Si alguna vez te has preguntado cómo es la vida en los límites territoriales, la realidad supera cualquier ficción. Lo que hemos visto es escalofriante: migrantes, impulsados por la necesidad y la falta de otras opciones, han recurrido a fabricar sus propias escaleras. Pero no hablamos de equipos de construcción profesionales, sino de estructuras improvisadas, a menudo hechas con madera podrida, tubos oxidados y reforzadas apenas con cinta de aislar.
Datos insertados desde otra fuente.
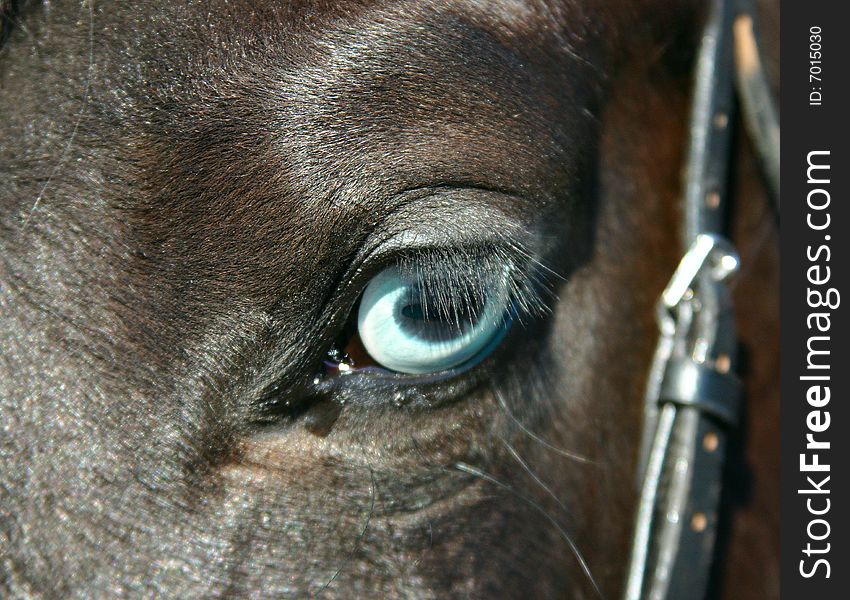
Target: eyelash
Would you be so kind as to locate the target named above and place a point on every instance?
(449, 281)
Es, en esencia, jugar a la ruleta rusa con la propia vida.
Las cifras que duelen
Para nosotros en Tantita Tinta es fundamental poner las cartas sobre la mesa: apenas en lo que va de 2025, ya se han registrado más de 400 caídas documentadas. Estamos hablando de personas que, en su intento por escalar una estructura de varios metros, terminan sufriendo lesiones graves. Las alturas del muro son considerables y caer de espaldas o mal posicionado significa, en muchos casos, fracturas que dejan secuelas de por vida o, en el peor de los escenarios, un desenlace fatal.
La precariedad como única herramienta
El diseño de estas ‘herramientas’ es lo que pone la piel de gallina. Con ganchos rudimentarios en las puntas para intentar sujetarse de la parte superior del muro, los migrantes se lanzan a una estructura que claramente no tiene la estabilidad necesaria para soportar el peso de un adulto. Es una chamba peligrosa que pone en evidencia la desesperación extrema de quienes buscan cruzar.
- Estructuras improvisadas: Madera vieja, cinta y tubos que no garantizan seguridad alguna.
- El factor riesgo: Caídas desde más de 5 o 6 metros de altura son comunes.
- Impacto en salud: El sistema de salud fronterizo está bajo una presión inmensa atendiendo a los lesionados tras estas caídas.
¿Qué significa esto para el futuro?
Más allá de la política migratoria, estamos ante una emergencia humanitaria silenciosa. El costo de los rescates y la atención médica de emergencia puede alcanzar cifras de hasta 100,000 MXN o más, dependiendo de la gravedad de la cirugía necesaria tras una caída. Es un gasto humano y económico que nos afecta a todos.
Desde nuestra trinchera en Tantita Tinta, seguiremos dando seguimiento a este fenómeno. No se trata solo de números, sino de familias que ponen en riesgo su integridad por alcanzar un futuro diferente. La pregunta que queda en el aire es: ¿hasta dónde puede llegar la desesperación antes de que las autoridades busquen soluciones que no terminen en tragedias sobre el concreto?